На память девочке пришла игра в «угадайку», которой ее научила мама. Розмари называла игру «Животное, растение или минерал». Отвечать можно было только «да» или «нет», и цепочка вопросов, как правило, приводила к верному ответу. Это четвероногое? Нет. Двуногое? Да. Это человек? Нет. Это птица? Да. Принцессу Марию Роуз представляла минералом. Камнем. Самым крепким и твердым.
* * *
На сборы ушло несколько часов. Управившись, девочки сообщили об этом в конюшню, как было велено.
Экипажи и кареты уже выстроились друг за другом. Заметив Фрэнни, Роуз помахала ей рукой.
– Фрэнни! Я тут!
– Ты столько всего увидишь! Балы, маскарады, турниры. Даже прислуга сможет повеселиться.
– Ты тоже едешь, да?
– Нет. Кто тогда будет работать в молочне, сбивать масло, доить коров?
– Жалко. Я буду скучать.
– И я, Роуз, буду скучать по тебе и нашим урокам письма. Мы ведь только начали… – Фрэнни стиснула ладошку Роуз.
– Интересно, на чем я поеду? – поинтересовалась Роуз, глядя на вереницу экипажей.
– На чем? Скорее, на ком, – засмеялась Фрэнни.
– На ком?
– Я про лошадь, конечно. Будь здесь король или королева, за нами прислали бы повозки.
– Повозки?
– Не кареты, ясное дело, а подводы.

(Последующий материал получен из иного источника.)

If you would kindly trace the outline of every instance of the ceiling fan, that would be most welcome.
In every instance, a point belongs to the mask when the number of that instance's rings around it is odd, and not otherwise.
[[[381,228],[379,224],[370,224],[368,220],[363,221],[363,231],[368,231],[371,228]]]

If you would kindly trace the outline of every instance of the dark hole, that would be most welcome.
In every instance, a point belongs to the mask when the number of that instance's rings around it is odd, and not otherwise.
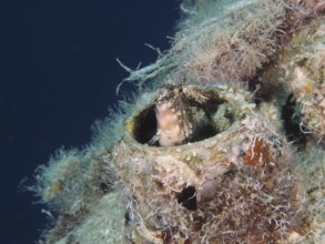
[[[306,144],[306,134],[301,131],[299,116],[295,112],[296,101],[293,94],[290,94],[282,108],[282,119],[284,122],[284,132],[288,141],[293,141],[299,150]]]
[[[103,193],[108,193],[109,190],[110,190],[110,186],[106,184],[106,183],[101,183],[100,184],[100,190],[103,192]]]
[[[196,195],[195,195],[195,187],[189,186],[183,189],[182,192],[176,194],[177,202],[182,204],[187,210],[196,210]]]
[[[131,222],[131,216],[130,216],[130,212],[129,211],[126,211],[125,213],[124,213],[124,224],[125,225],[128,225],[128,224],[130,224],[130,222]]]
[[[225,101],[221,100],[220,98],[214,98],[212,95],[204,104],[199,104],[197,102],[190,100],[190,105],[192,108],[196,106],[201,111],[204,111],[204,119],[202,120],[202,124],[195,124],[193,135],[182,142],[182,144],[189,142],[199,142],[220,133],[221,131],[216,128],[215,122],[212,118],[217,111],[219,105],[224,102]],[[227,113],[225,115],[227,119],[231,120],[231,122],[233,122],[233,114]],[[134,118],[133,136],[139,143],[148,144],[151,146],[159,146],[159,141],[154,139],[155,134],[155,104],[152,104]]]
[[[138,118],[135,118],[134,138],[138,142],[145,144],[156,133],[156,119],[154,105],[143,110]],[[158,145],[158,144],[156,144]]]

Но на лошади удобнее.
– Само собой, – робко сказала Роуз и в этот момент увидела Эндрю, который шел к ней и вел под уздцы лошадь темно-гнедой масти. К спине животного крепилось самое необычное устройство из всех, какие только встречала Роуз.
Это седло??? К счастью, Роуз успела заметить миссис Добкинс, садившуюся на коренастую серую кобылку. Женщина перекинула левую ногу через какую-то выступающую над седлом, похожую на рог, штуку, а ступню поставила не в стремя, а на маленькую подножку. Выглядело это до крайности странно, поскольку миссис Добкинс сидела боком, но смотрела вперед.
– Роуз, ты готова? – Эндрю подвел к ней лошадь.
– Конечно.
Она вдруг почувствовала, как крепкие руки обхватили ее за талию, и в следующую секунду очутилась в седле. Оказалось, что сидеть в нем хоть и непривычно, однако удобно, практически, как в кресле: у седла имелась подушечка и подбитая мягкой тканью спинка.